Ele é apontado como responsável por receber o valor da negociação e repassá-lo à mãe do bebê, que alegou estar endividada com um agiota.
Além de José Urbelan, Luiz Armando dos Santos, de 40 anos, e Wesley Fabiano Lourenço, de 38 anos, foram presos ao tentarem sair da maternidade com o bebê na sexta-feira (11).

Apesar do flagrante, os três foram liberados no domingo (13), o que gerou forte repercussão. O Ministério Público recorreu da soltura e, nesta terça, a Justiça determinou novamente a prisão do trio.
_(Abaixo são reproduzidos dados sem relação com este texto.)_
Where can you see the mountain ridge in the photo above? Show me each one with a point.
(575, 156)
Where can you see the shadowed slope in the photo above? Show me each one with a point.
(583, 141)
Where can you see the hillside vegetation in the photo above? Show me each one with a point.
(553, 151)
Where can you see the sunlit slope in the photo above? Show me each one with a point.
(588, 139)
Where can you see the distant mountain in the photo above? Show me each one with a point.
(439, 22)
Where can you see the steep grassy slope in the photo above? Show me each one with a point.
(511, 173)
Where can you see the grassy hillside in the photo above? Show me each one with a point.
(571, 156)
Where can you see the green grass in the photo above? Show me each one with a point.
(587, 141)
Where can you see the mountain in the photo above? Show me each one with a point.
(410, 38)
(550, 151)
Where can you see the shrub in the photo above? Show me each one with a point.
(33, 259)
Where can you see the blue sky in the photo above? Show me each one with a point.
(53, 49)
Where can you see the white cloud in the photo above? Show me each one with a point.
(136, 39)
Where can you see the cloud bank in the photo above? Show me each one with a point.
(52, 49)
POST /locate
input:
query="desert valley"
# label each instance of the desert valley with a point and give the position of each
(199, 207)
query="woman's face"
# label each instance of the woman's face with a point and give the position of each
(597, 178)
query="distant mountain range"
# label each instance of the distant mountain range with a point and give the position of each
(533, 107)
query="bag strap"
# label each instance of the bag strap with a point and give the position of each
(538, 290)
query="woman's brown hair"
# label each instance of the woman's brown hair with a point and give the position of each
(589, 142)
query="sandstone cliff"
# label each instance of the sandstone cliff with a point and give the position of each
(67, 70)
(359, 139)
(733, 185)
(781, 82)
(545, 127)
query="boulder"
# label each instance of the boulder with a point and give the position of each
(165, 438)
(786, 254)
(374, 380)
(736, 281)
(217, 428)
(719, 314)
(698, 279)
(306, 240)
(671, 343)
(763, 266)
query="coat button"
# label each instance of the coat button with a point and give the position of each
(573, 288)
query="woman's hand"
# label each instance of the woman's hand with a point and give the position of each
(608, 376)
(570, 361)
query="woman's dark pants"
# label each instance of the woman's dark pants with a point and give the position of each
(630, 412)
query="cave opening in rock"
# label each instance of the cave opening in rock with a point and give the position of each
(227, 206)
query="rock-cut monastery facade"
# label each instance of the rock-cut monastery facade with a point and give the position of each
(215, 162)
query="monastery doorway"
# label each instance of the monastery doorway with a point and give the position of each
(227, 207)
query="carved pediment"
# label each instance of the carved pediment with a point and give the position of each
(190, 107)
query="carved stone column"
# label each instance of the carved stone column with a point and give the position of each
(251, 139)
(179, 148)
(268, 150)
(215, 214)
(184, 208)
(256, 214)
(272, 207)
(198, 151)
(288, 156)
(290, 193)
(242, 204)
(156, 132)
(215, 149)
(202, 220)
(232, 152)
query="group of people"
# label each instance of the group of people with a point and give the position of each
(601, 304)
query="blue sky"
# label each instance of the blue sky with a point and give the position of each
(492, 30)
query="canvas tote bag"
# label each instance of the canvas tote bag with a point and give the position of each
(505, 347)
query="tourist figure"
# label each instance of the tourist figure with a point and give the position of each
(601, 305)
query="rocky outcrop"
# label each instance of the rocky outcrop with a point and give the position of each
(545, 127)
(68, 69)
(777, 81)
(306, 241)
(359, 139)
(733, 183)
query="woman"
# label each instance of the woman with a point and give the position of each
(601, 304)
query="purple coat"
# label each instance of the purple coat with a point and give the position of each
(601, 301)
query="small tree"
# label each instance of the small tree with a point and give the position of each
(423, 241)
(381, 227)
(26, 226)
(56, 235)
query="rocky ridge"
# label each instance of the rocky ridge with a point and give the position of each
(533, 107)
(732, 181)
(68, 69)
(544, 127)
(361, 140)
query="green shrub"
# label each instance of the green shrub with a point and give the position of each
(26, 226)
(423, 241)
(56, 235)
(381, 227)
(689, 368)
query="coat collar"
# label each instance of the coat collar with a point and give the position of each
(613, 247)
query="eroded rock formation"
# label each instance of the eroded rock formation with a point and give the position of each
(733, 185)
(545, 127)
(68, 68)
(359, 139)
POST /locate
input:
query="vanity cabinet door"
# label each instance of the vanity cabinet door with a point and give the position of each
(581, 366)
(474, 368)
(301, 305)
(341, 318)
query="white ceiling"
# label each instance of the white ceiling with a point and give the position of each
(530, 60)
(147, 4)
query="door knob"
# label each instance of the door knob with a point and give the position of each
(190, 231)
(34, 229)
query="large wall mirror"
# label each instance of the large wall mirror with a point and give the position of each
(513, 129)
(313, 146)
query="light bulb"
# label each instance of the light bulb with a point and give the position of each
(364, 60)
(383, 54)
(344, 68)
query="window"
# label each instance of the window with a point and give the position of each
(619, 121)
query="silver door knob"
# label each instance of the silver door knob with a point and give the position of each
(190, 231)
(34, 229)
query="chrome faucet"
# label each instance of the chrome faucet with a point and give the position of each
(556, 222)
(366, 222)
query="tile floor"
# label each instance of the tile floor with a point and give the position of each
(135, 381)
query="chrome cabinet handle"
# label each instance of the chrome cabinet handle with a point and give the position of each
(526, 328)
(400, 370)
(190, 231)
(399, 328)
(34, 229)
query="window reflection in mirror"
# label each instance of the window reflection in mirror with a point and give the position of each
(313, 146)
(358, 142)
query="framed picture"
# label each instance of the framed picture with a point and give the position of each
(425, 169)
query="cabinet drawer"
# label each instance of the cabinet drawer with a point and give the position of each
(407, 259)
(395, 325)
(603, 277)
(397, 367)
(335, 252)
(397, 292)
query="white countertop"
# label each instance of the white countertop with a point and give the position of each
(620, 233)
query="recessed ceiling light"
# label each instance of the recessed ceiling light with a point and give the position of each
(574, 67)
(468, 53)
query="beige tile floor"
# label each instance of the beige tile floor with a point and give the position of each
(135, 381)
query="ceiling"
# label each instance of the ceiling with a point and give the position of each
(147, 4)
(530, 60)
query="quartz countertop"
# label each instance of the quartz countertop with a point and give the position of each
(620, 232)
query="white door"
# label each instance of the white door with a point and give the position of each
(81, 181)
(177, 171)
Após a nova decisão, José Urbelan se apresentou com seu advogado no Distrito Integrado de Polícia de Manacapuru. Até o momento, não há informações se os mandados contra o casal paulista foram cumpridos.
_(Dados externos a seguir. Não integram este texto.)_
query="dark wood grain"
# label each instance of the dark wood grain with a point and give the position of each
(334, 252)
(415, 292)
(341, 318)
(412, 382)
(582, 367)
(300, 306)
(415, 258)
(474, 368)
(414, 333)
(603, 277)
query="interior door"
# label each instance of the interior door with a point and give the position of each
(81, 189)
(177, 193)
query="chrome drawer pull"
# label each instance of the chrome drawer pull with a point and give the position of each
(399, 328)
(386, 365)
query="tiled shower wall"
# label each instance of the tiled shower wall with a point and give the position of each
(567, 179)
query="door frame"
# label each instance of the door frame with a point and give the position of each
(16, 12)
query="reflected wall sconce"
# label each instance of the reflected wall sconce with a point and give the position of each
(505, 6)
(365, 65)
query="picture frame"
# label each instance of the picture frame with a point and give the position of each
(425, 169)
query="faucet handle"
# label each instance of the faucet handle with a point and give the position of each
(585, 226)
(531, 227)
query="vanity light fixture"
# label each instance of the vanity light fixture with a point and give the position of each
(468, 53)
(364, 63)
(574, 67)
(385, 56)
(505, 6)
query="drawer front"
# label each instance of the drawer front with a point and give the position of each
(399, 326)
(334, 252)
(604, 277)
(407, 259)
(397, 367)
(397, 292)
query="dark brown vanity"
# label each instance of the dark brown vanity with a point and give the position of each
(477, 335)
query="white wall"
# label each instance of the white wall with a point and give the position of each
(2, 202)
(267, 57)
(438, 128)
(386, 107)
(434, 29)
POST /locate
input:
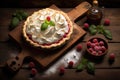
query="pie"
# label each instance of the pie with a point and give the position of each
(47, 28)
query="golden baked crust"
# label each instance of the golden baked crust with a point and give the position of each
(53, 45)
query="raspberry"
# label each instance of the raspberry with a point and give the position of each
(90, 49)
(48, 18)
(95, 40)
(79, 47)
(101, 43)
(96, 48)
(107, 22)
(86, 25)
(33, 71)
(94, 52)
(88, 43)
(31, 64)
(71, 64)
(103, 48)
(62, 70)
(93, 45)
(99, 52)
(112, 56)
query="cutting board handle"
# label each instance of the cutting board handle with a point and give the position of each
(79, 10)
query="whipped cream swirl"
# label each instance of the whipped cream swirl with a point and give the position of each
(52, 33)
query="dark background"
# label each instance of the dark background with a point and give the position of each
(59, 3)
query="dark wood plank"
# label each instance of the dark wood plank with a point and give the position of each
(70, 74)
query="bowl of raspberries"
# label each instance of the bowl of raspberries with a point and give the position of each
(97, 46)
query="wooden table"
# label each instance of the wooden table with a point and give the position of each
(104, 71)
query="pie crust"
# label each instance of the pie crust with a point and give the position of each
(65, 37)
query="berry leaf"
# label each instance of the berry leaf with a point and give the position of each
(107, 34)
(44, 26)
(90, 68)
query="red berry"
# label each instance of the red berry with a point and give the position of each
(99, 52)
(96, 48)
(79, 47)
(71, 64)
(94, 52)
(112, 56)
(88, 43)
(62, 70)
(96, 44)
(31, 64)
(107, 22)
(33, 71)
(101, 43)
(90, 49)
(48, 18)
(95, 40)
(103, 48)
(93, 45)
(86, 25)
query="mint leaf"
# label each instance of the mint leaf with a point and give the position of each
(107, 34)
(91, 68)
(44, 26)
(80, 67)
(93, 29)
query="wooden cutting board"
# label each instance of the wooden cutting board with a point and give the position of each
(45, 58)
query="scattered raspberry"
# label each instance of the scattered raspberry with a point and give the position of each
(112, 56)
(100, 52)
(96, 44)
(48, 18)
(90, 49)
(33, 71)
(31, 65)
(93, 45)
(62, 70)
(88, 43)
(79, 47)
(103, 48)
(86, 25)
(95, 40)
(96, 48)
(107, 22)
(94, 52)
(70, 64)
(101, 43)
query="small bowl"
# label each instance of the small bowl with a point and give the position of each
(97, 46)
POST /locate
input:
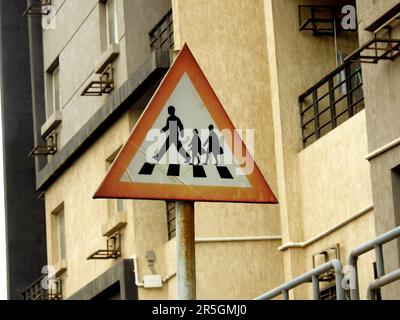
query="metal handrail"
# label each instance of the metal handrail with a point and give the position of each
(381, 282)
(375, 244)
(312, 276)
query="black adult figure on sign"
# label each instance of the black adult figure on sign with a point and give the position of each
(214, 147)
(175, 127)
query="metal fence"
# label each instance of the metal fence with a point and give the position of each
(312, 276)
(383, 280)
(330, 102)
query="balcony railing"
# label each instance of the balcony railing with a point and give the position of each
(332, 101)
(162, 35)
(37, 291)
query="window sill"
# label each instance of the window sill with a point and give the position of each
(108, 56)
(115, 223)
(52, 123)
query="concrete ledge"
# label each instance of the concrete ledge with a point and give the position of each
(52, 123)
(141, 84)
(121, 273)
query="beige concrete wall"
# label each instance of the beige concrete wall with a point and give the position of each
(140, 17)
(228, 40)
(383, 123)
(335, 168)
(258, 63)
(336, 186)
(312, 181)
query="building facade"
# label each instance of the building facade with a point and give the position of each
(289, 69)
(26, 246)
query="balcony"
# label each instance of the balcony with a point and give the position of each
(330, 102)
(162, 35)
(37, 291)
(38, 8)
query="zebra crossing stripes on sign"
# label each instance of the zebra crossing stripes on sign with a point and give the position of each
(184, 147)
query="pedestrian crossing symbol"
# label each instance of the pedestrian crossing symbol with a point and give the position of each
(184, 147)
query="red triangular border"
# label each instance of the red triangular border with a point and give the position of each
(112, 187)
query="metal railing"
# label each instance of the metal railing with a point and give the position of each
(330, 102)
(37, 291)
(162, 35)
(377, 245)
(312, 276)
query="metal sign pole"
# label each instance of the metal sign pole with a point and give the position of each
(185, 241)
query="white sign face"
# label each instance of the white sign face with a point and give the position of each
(184, 147)
(171, 167)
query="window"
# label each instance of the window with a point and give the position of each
(58, 235)
(54, 92)
(171, 220)
(112, 23)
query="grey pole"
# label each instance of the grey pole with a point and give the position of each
(185, 242)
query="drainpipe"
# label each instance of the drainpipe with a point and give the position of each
(136, 271)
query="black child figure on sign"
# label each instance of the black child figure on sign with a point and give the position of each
(195, 147)
(214, 147)
(175, 127)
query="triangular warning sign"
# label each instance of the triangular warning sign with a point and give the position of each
(184, 147)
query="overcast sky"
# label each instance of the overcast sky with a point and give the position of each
(3, 287)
Segundo a Polícia Civil, o caso pode envolver uma rede de adoção ilegal com atuação interestadual.
“Há indícios de um esquema que atrai interessados do Sul do país para adotar crianças de forma clandestina”, disse a delegada Joyce Coelho.

Sobre o caso
A denúncia que deu início à investigação foi feita de forma anônima, com imagens de um carro suspeito e informações sobre uma negociação em curso na maternidade pública de Manacapuru. A mãe, de 31 anos, admitiu ter aceitado entregar o bebê em troca do pagamento da dívida.
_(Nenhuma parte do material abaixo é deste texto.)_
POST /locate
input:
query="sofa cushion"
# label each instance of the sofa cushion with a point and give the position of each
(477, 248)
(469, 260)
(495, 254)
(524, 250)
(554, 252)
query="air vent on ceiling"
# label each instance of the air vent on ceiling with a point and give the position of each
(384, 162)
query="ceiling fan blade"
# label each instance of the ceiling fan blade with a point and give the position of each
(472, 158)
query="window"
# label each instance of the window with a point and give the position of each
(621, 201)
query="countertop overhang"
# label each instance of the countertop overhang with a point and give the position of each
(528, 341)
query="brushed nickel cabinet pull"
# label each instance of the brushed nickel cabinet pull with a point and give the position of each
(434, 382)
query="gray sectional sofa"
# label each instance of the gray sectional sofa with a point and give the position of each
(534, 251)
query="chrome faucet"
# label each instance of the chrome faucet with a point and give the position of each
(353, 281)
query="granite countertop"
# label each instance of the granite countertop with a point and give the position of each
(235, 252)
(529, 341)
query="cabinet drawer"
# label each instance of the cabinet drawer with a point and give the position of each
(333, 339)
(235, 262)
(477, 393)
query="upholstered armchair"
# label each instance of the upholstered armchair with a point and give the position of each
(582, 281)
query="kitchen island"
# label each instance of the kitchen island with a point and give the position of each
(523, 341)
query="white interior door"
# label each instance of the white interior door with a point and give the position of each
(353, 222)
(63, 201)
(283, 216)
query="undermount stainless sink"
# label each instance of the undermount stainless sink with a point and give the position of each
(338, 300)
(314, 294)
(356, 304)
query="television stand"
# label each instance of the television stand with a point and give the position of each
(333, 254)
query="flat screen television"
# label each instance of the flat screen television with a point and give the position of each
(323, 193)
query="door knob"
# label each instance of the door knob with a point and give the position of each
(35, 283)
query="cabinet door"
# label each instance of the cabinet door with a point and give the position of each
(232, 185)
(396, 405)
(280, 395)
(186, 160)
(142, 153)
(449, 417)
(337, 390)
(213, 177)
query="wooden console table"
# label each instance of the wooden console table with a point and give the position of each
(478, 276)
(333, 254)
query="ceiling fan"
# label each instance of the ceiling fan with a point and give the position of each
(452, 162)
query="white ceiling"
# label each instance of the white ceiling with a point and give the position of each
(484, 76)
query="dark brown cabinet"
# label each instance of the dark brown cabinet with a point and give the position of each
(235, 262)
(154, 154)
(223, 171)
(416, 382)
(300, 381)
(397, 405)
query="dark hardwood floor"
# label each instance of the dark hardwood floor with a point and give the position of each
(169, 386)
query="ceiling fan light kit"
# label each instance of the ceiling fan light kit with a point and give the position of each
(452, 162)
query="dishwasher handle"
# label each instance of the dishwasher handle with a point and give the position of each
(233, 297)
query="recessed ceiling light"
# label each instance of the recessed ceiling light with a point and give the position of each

O casal paulista estava em Manacapuru desde junho acompanhando a gestação. Um deles, inclusive, assistiu ao parto e chegou a receber a Declaração de Nascido Vivo (DNV), o que poderia permitir o registro da criança como se fosse seu filho biológico.

A criança recebeu alta no domingo (13) e foi acolhida por uma instituição de proteção, sob responsabilidade do Conselho Tutelar.
A Polícia Civil deve indiciar mais envolvidos, incluindo a mãe do bebê, a esposa do intermediador e uma terceira pessoa suspeita. O trio responde por tráfico de pessoas com finalidade de adoção ilegal. O caso segue sendo monitorado pela Corregedoria-Geral do Tribunal de Justiça do Amazonas.